Este año celebramos medio siglo de la llegada del hombre a la luna. Un hito alcanzado tan solo 66 años después de que los Hermanos Wright llevaran a cabo el primer vuelo en aeroplano sobre una playa de Carolina de Norte. Solo la perspectiva de la historia nos permite calibrar debidamente la exponencialidad de nuestra era. Como sugiere un ancestral adagio chino, tal vez seamos más hijos de nuestros tiempos que de nuestros padres.

Desde que aprendimos a controlar el fuego, la tecnología ha sido palanca de poder y fuente ventaja geopolítica sobre la que proyectar la pulsión de animus dominandi del que hablaban los clásicos y que plausiblemente caracteriza la condición humana. El ferrocarril, las vacunas, la electricidad, el transporte aéreo, la energía atómica, el smartphone… la experiencia humana se ha moldeado en buena parte a través de la tecnología disponible y su democratización. Lo que no ha cambiado es la pugna por su desarrollo, uso y control.

El progreso tecnológico es pues un proceso de creciente exponencialidad mientras que la ambición sobre su control es lineal, una constante que se sigue explicando mejor a través de la obra de Shakespeare que mediante sofisticados estudios y hallazgos neuronales. Es ésta una dinámica tan imparable como obviada, el verdadero telón de fondo de nuestros tiempos y que representa un reto monumental para desarrollar normas y establecer regulaciones efectivas.
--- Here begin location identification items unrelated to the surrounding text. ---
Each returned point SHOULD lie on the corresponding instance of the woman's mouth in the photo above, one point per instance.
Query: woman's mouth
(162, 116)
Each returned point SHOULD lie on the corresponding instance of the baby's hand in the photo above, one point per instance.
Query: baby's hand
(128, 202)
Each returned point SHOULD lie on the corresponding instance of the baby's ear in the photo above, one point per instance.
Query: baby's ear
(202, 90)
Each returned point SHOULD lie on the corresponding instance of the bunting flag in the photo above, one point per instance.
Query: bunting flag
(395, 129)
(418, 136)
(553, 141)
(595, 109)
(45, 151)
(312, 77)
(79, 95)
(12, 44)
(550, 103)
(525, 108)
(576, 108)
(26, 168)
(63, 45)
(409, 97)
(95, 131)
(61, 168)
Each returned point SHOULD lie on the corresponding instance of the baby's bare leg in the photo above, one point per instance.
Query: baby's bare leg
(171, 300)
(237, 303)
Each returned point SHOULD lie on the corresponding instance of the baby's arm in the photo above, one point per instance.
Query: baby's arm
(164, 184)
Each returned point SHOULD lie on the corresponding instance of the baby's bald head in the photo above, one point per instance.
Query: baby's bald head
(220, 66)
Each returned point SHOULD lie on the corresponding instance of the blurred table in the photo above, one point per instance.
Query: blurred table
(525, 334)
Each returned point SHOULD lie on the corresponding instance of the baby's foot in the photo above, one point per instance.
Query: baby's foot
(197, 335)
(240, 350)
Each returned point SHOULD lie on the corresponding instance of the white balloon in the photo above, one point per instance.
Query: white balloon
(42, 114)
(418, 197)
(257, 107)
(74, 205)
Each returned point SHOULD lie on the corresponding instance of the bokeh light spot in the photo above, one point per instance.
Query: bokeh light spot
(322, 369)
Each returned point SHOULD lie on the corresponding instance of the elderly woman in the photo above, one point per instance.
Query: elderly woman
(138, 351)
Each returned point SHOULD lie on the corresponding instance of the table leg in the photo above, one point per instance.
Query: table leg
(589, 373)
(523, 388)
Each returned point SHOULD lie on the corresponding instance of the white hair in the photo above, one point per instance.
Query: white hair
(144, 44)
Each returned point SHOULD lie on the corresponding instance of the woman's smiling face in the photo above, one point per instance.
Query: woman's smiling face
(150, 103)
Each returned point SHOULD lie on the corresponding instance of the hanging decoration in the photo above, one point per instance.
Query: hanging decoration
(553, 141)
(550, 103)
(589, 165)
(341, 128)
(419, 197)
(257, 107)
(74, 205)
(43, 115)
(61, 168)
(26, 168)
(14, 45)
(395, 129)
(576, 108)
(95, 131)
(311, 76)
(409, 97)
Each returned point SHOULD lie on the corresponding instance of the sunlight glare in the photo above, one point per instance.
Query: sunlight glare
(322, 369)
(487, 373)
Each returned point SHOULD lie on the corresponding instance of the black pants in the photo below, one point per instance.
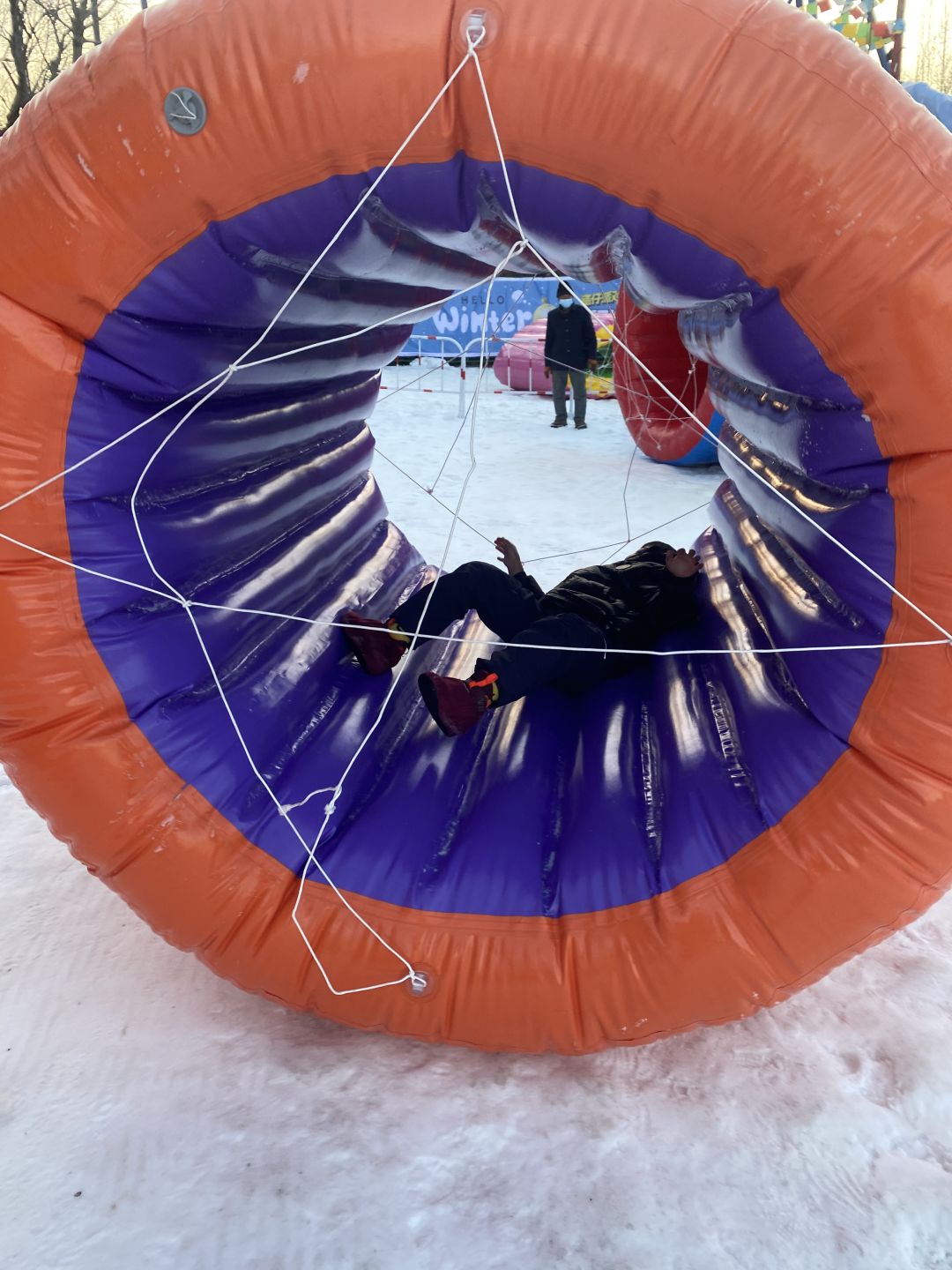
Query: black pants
(579, 378)
(516, 615)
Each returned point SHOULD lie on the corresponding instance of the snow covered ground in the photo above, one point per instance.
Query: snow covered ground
(155, 1117)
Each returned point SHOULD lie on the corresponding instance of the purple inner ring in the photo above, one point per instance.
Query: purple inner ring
(263, 499)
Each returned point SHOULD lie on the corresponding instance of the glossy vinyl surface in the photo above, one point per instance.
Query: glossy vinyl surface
(683, 846)
(264, 501)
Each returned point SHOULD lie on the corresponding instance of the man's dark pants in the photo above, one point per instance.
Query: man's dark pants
(560, 375)
(514, 615)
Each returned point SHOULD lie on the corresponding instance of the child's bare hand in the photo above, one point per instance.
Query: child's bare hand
(683, 563)
(509, 557)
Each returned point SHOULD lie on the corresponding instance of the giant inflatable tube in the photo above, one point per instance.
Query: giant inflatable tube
(683, 846)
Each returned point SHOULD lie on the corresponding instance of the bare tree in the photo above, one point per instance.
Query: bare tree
(934, 61)
(40, 37)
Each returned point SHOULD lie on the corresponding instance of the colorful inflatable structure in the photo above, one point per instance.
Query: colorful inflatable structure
(687, 843)
(657, 383)
(522, 362)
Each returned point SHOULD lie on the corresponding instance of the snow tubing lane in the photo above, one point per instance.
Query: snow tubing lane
(683, 846)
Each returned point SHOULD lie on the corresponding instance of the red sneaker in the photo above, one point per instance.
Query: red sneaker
(456, 705)
(374, 646)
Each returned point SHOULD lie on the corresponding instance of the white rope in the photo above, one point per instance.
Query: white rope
(227, 376)
(767, 484)
(219, 381)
La llamada Cuarta Revolución Industrial, con sus oportunidades e incógnitas, será la mayor disrupción tecnológica jamás vista en este planeta en alcance, velocidad e impacto. Esta fase tardía del Big Bang industrial que se inició hace 200 años es heraldo de un futuro que ya es presente. Ofrece un crisol de nuevas oportunidades tecnológicas con un potencial difícil de calibrar y que invita más al vértigo que al confort. Posee la capacidad de erosionar convenciones y convicciones, y tiene el poder para que reimaginemos la manera en la que ciudadanos, empresas y gobiernos operan, deciden y coexisten en un mundo donde la realidad empieza a ser la nueva ciencia ficción. Vivimos una era donde se cumple la profecía de Arthur C. Clark según la cual “cualquier tecnología suficientemente desarrollada es indistinguible de la magia.”

Llevamos semanas analizando y debatiendo sobre el caso Huawei y la rivalidad por el 5G. Ello es pertinente. Pero a la vez esconde una verdad tan velada como incómoda: será una mera anécdota en pocos años, tal y como lo es hoy la pugna entre los sistemas de video VHS y Beta en los 1990s. Será una nota a pie de página en la historia y eventualmente un educativo caso de estudio para las business school. Y a muchos se les escapará lo verdaderamente relevante: la sobreatención que damos a los eventos concretos y el déficit de atención a las tendencias y corrientes de fondo que están redibujando la realidad.

Es razonable pensar que hoy estemos viendo en acción las dos fuerzas materiales más poderosas de la historia: la globalización y la revolución tecnológica. No son nuevas, pero sí su capacidad para modificar muchos de los paradigmas que explicaban la lógica del mundo. Ambas fuerzas, aun teniendo naturaleza distinta, se retroalimentan y empujan a la sociedad a una espiral de cambios profundos e irreversibles. Tal vez nuestra única certeza sea que las cosas no volverán a ser iguales.

Nunca hasta ahora fue tan necesaria una perspectiva amplia y profunda de quiénes somos y de dónde venimos. Nunca antes la responsabilidad individual y colectiva fue tan decisiva para enbridar el potencial de las nuevas tecnologías y orientarlas al bien común.

Por más tecnología que nos rodee, seguimos siendo homínidos complejos. Homínidos con smartphone que envían vehículos a Marte. Seguimos siendo una combinación de células y dudas, homínidos que siguen mirando abrumados hacia las estrellas. Y que siguen haciéndose las mismas preguntas fundamentales.